On P2P cases, those rose from 315 in 2015 to 663 in 2016 and 1508 in 2017. I surmise that those numbers are likely to have gone up in 2018.
The Shanghai Financial Court reported that they accepted 1897 cases during calendar year 2018.
In their report, the higher people’s court judges noted that in 2017, a total of 49 bond defaults occurred, of which 29 were public bonds and 20 were private bonds, of which 11 ended up in litigation, all of which were actions brought by institutional investors against bond issuers. Some bondholders sued the issuers for anticipatory repudiation and required the issuers to pay principal and interest, raising new issues for the courts.
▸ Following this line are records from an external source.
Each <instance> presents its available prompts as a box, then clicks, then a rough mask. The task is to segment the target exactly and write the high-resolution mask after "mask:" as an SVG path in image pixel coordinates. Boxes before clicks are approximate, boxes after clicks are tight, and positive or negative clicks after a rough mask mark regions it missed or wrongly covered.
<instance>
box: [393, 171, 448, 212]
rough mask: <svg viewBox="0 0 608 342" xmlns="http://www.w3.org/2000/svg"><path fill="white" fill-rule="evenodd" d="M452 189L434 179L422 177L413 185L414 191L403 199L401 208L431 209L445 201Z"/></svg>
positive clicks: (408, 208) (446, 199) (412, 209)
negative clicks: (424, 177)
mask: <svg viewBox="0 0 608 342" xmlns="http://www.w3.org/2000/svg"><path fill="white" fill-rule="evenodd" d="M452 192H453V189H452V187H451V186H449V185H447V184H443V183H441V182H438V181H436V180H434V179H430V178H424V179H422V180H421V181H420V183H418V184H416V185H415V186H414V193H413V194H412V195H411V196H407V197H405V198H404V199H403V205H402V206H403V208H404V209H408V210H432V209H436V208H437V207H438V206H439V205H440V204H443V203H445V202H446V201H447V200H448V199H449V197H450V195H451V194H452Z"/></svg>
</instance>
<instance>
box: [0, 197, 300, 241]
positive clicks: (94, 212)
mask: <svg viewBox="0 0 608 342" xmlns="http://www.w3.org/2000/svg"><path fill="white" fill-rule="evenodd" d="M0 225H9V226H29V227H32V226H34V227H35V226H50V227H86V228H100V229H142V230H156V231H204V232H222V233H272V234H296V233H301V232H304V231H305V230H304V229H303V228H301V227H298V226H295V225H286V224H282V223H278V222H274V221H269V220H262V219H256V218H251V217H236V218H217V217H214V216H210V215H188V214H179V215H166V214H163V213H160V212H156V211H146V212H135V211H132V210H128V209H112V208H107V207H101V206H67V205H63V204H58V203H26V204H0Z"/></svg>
The judges noted that with the economic “deleveraging” policy, market liquidity will tighten further, which they predicted will further trigger bond default disputes.
Tao Xiuming, a law firm partner and member of ICC China, who contributed to a 2016 study that the ICC issued on financial institutions and international arbitration. wrote (with several colleagues) a chapter on financial dispute resolution in the Beijing Arbitration Commission’s Commercial Dispute Resolution in China: An Annual Review and Preview (2018) (2018) (for some reason the book does not seem to be on the publisher’s website). He commented that not only was 2017 the starting year for tighter financial risk control, it also coincided with a marked increase in the number of defaults and bankruptcies, leading to many disputes and that the government’s change in national macroeconomic policy has an impact on the adjudication of financial disputes.
Tao noted that to facilitate the Central Government’s macro policy on tighter control on financial risks, the Supreme People’s Court issued Several Opinions on Further Strengthening Financial Trials and that “the Chinese courts can and will adapt to the ever-changing macroeconomic policies to align to the activities of modern commerce.” He does not mention the reason is that the courts must serve the greater situation (服务大局), as emphasized by the latest judicial reform plan.